Drinking Windows and Values
Drinking window: Drink between 2023 and 2033 (based on 36 user opinions)
Wine Market Journal quarterly auction price: See Jean Foillard Morgon Cote du Py on the Wine Market Journal.

Community Tasting History

Community Tasting Notes (average 91.5 pts. and median of 92 pts. in 120 notes) - hiding notes with no text

 Tasted by steko78 on 5/26/2024 & rated 92 points: 3ème bouteille dégustée, l'équilibre est excellent, on ne sent pas du tout de lourdeur, c'est digeste mais il y a du fond. Beaucoup de plaisir, comme toujours avec le Côte du Py de Foillard. (701 views)
 Tasted by North Willis on 5/4/2024 & rated 93 points: Gosh this is a fabulous Cru Beaujolais. I’m liking it more than the ‘19, which I had a few months ago.

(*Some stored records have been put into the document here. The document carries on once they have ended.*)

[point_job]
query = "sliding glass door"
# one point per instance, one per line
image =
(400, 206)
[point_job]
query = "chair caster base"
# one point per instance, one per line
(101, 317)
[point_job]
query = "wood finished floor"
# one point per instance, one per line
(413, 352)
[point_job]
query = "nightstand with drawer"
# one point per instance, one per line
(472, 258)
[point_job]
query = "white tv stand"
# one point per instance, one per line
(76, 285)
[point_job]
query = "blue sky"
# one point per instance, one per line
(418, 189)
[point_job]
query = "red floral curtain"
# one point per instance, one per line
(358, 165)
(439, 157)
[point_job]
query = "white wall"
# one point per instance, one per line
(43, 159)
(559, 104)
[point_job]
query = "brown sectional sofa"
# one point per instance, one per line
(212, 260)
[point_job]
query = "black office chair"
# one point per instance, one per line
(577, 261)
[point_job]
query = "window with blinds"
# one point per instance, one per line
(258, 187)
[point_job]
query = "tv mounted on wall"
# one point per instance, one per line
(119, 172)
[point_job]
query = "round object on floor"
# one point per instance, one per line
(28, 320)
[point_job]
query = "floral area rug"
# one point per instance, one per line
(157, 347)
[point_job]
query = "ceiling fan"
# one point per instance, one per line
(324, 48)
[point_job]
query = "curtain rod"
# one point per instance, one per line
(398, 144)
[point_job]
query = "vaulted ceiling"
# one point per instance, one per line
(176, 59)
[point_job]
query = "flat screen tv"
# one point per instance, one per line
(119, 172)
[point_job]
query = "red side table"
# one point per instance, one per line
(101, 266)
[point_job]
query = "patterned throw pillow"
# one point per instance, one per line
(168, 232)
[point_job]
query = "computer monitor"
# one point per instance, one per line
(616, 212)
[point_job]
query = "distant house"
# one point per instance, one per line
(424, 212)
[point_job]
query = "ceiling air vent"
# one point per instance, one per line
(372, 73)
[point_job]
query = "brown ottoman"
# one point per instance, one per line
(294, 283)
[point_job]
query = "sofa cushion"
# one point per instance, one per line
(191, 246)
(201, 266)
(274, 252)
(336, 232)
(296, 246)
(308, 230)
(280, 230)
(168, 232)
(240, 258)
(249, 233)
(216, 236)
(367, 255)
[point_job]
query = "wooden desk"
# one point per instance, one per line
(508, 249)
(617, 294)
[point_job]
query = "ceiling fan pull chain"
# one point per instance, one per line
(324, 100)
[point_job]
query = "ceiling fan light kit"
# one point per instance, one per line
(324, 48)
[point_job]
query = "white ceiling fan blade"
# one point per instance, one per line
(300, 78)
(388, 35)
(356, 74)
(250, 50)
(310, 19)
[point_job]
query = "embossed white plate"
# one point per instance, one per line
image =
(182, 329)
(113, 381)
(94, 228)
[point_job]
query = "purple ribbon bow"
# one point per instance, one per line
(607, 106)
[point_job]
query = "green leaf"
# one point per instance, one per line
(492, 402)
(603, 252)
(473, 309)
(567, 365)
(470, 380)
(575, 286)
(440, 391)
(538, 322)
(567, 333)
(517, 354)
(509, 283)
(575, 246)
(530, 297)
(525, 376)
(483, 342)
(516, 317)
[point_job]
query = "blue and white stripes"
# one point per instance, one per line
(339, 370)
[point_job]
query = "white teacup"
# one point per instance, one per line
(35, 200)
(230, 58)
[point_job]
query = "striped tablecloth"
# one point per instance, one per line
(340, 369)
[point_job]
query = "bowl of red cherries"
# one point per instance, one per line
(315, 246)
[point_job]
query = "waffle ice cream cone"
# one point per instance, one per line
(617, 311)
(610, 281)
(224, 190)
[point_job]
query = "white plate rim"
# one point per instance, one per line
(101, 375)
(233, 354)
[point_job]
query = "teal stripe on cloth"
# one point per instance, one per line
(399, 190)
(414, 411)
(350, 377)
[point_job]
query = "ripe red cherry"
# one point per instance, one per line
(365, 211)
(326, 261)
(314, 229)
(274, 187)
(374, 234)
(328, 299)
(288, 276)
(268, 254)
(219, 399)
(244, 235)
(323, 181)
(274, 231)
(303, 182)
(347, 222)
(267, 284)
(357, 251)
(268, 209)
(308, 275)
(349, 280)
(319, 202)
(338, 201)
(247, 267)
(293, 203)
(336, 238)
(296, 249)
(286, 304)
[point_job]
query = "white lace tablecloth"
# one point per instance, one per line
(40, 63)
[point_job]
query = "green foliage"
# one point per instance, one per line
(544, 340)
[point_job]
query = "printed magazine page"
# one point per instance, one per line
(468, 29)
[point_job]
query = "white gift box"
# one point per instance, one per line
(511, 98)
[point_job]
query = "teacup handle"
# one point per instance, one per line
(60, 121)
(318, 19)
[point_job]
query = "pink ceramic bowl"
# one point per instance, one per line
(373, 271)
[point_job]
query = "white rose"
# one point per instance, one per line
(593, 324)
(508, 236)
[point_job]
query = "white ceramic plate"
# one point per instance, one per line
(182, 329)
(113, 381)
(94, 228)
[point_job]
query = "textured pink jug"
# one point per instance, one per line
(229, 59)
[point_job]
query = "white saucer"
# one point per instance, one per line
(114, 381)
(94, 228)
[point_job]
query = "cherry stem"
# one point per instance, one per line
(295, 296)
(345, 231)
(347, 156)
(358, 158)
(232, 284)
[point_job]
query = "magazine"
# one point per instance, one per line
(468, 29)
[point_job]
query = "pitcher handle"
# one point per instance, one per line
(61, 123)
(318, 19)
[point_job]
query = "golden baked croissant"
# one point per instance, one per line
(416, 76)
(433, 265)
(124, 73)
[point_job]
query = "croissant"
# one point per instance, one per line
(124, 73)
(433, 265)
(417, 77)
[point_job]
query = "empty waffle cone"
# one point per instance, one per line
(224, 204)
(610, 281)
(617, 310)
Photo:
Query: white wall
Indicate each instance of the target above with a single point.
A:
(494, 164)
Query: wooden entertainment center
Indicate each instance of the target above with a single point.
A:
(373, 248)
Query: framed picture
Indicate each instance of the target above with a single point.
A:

In comparison, it seems more structured and while its fruit is quite ripe, it’s balanced by the firm but ripe tannins and bright acidity. Drinking this confirms that Foillard really knows the Morgon appellation and the Cote du Py, and how to produce the finest wines from it. Will it improve with age? Possibly, but given its current exuberance, spice notes, and explosive fruit, why wait! (3608 views)
 Tasted by SlapTheBag on 4/21/2024: This wine was not as big and ripe as I would have expected for a 2020 vintage, relative to a 2020 Clos de la Roilette we had recently.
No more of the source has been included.